Remove older docker images but not layers that are still referenced - docker

Say I have a build machine which builds many docker images myimage:myversion. I consume about 1GB disk space per 100 images created and I certainly don't need all of them. I'd like to keep, say, the most recent 10 images (and delete everything older) but I want to make sure I have all of the cached layers from the 10 builds/image. If I have all of the layers cached, then I'm more likely to have a fast build on my next run.
The problem is all of the images (very old and brand new) share a lot of layers so I can't blindly delete the old ones as there is a ton of overlap with the new ones.
I don't want to use docker image prune (https://docs.docker.com/config/pruning/#prune-images) as that depends on which containers I have (regardless of state) and am deleting the containers so prune will end up deleting way too much stuff.
Is there a simple command I can run periodically to achieve the state I described above?

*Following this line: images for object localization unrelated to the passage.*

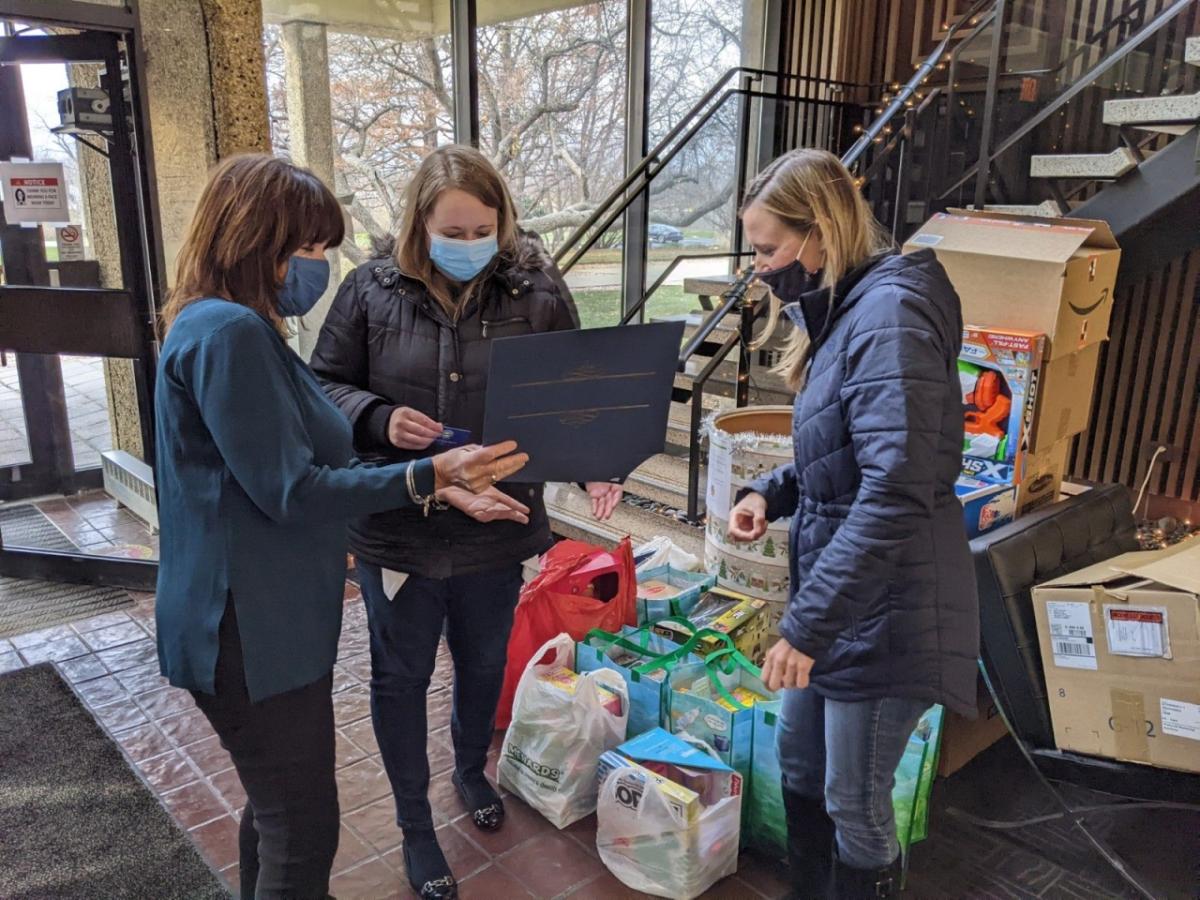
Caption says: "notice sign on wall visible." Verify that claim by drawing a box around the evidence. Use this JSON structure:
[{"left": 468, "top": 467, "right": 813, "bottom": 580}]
[{"left": 0, "top": 161, "right": 70, "bottom": 224}]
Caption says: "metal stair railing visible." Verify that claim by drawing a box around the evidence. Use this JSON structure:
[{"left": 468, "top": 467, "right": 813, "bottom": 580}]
[
  {"left": 554, "top": 69, "right": 862, "bottom": 275},
  {"left": 935, "top": 0, "right": 1197, "bottom": 206}
]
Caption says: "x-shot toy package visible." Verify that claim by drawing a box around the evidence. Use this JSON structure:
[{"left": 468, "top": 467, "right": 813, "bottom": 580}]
[{"left": 958, "top": 326, "right": 1046, "bottom": 485}]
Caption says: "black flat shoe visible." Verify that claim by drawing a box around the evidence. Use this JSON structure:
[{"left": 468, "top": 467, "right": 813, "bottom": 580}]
[
  {"left": 402, "top": 833, "right": 458, "bottom": 900},
  {"left": 452, "top": 770, "right": 505, "bottom": 832}
]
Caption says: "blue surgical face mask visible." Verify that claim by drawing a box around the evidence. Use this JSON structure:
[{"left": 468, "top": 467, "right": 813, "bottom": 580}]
[
  {"left": 276, "top": 254, "right": 330, "bottom": 317},
  {"left": 429, "top": 232, "right": 499, "bottom": 282}
]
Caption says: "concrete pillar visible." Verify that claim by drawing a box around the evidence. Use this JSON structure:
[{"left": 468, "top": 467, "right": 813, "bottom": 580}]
[
  {"left": 281, "top": 20, "right": 342, "bottom": 360},
  {"left": 201, "top": 0, "right": 273, "bottom": 157},
  {"left": 69, "top": 0, "right": 271, "bottom": 462}
]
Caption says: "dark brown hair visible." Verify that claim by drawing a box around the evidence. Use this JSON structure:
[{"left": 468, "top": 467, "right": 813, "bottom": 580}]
[{"left": 159, "top": 154, "right": 344, "bottom": 336}]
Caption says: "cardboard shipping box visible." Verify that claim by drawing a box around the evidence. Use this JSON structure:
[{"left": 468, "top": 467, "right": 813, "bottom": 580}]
[
  {"left": 1032, "top": 539, "right": 1200, "bottom": 774},
  {"left": 904, "top": 210, "right": 1120, "bottom": 359},
  {"left": 939, "top": 672, "right": 1010, "bottom": 777},
  {"left": 1031, "top": 342, "right": 1102, "bottom": 451}
]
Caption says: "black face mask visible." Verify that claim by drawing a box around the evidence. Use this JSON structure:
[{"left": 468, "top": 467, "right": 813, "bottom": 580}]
[{"left": 757, "top": 260, "right": 819, "bottom": 305}]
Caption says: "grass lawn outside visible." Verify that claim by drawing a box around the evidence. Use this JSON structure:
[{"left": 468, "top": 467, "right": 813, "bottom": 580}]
[{"left": 571, "top": 284, "right": 704, "bottom": 329}]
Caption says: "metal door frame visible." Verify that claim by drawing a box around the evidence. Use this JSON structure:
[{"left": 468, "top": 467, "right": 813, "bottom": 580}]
[{"left": 0, "top": 0, "right": 162, "bottom": 590}]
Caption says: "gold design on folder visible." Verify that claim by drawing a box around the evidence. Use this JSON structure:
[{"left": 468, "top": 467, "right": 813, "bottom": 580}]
[{"left": 507, "top": 403, "right": 651, "bottom": 427}]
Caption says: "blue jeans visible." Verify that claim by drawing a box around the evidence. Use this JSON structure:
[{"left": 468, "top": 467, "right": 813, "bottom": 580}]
[
  {"left": 776, "top": 688, "right": 928, "bottom": 869},
  {"left": 358, "top": 561, "right": 524, "bottom": 831}
]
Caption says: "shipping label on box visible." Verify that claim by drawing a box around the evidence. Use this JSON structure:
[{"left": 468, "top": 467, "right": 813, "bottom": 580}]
[
  {"left": 904, "top": 210, "right": 1120, "bottom": 360},
  {"left": 1032, "top": 538, "right": 1200, "bottom": 774}
]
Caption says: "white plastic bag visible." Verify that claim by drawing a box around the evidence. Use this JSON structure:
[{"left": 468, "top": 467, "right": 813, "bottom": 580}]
[
  {"left": 634, "top": 536, "right": 702, "bottom": 575},
  {"left": 498, "top": 634, "right": 629, "bottom": 829},
  {"left": 596, "top": 756, "right": 741, "bottom": 898}
]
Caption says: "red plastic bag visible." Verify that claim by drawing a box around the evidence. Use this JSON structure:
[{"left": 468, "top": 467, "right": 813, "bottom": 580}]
[{"left": 495, "top": 538, "right": 637, "bottom": 729}]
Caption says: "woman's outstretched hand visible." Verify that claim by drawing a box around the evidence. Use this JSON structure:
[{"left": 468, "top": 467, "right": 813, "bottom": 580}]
[
  {"left": 727, "top": 492, "right": 768, "bottom": 542},
  {"left": 585, "top": 482, "right": 622, "bottom": 521},
  {"left": 432, "top": 441, "right": 529, "bottom": 493},
  {"left": 439, "top": 486, "right": 530, "bottom": 524}
]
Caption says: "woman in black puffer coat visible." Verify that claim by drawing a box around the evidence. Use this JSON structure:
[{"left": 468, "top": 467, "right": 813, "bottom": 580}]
[{"left": 310, "top": 145, "right": 621, "bottom": 900}]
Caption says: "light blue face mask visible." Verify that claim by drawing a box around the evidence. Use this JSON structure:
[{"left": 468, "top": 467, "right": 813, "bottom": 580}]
[
  {"left": 429, "top": 232, "right": 499, "bottom": 282},
  {"left": 276, "top": 255, "right": 330, "bottom": 317}
]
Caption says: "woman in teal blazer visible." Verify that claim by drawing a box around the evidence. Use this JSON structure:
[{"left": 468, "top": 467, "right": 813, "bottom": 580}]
[{"left": 154, "top": 155, "right": 529, "bottom": 900}]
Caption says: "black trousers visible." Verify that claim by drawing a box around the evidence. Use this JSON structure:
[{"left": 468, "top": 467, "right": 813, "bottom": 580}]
[{"left": 190, "top": 601, "right": 339, "bottom": 900}]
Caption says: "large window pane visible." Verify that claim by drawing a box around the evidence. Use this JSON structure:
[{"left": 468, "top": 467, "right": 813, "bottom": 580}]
[
  {"left": 644, "top": 0, "right": 759, "bottom": 318},
  {"left": 476, "top": 0, "right": 628, "bottom": 327},
  {"left": 264, "top": 10, "right": 454, "bottom": 271}
]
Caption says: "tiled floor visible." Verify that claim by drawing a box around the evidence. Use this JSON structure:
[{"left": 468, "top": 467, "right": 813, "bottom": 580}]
[
  {"left": 1, "top": 491, "right": 158, "bottom": 558},
  {"left": 1, "top": 581, "right": 786, "bottom": 899},
  {"left": 0, "top": 355, "right": 113, "bottom": 470}
]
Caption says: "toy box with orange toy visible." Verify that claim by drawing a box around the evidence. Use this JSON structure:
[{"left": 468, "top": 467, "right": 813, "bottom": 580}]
[{"left": 958, "top": 326, "right": 1046, "bottom": 484}]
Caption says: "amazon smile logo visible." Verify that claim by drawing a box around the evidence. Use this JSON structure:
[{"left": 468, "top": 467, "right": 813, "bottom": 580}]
[{"left": 1069, "top": 287, "right": 1108, "bottom": 317}]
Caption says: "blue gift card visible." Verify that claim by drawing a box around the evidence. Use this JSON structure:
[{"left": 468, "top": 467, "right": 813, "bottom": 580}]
[{"left": 431, "top": 426, "right": 471, "bottom": 449}]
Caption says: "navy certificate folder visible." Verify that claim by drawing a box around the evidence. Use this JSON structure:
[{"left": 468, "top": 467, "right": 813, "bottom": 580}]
[{"left": 482, "top": 321, "right": 686, "bottom": 483}]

Simple, no, but some shell wizardry is possible. I think this shell script will do what you want:
#!/bin/sh
docker images --filter 'reference=myimage:*' \
--format '{{ .CreatedAt }}/{{ .ID }}/{{ .Repository }}:{{ .Tag }}' \
| sort -r \
| tail +11 \
| cut -d / -f 2 \
| xargs docker rmi
(You might try running this one step at a time to see what comes out.)
In smaller pieces:
List all of the myimage:* images in a format that starts with their date. (If you're using a private registry you must include the registry name as a separate part and you must explicitly include the tag; for instance to list all of your GCR images you need -f 'reference=gcr.io/*/*:*'.)
Sort them, by the date, newest first.
Skip the first 10 lines and start printing at the 11th.
Take only the second slash-separated field (which from the --format option is the hex image ID).
Convert that to command-line arguments to docker rmi.
The extended docker images documentation lists all of the valid --format options.

Related

How to prune old docker images, but only for a selected container?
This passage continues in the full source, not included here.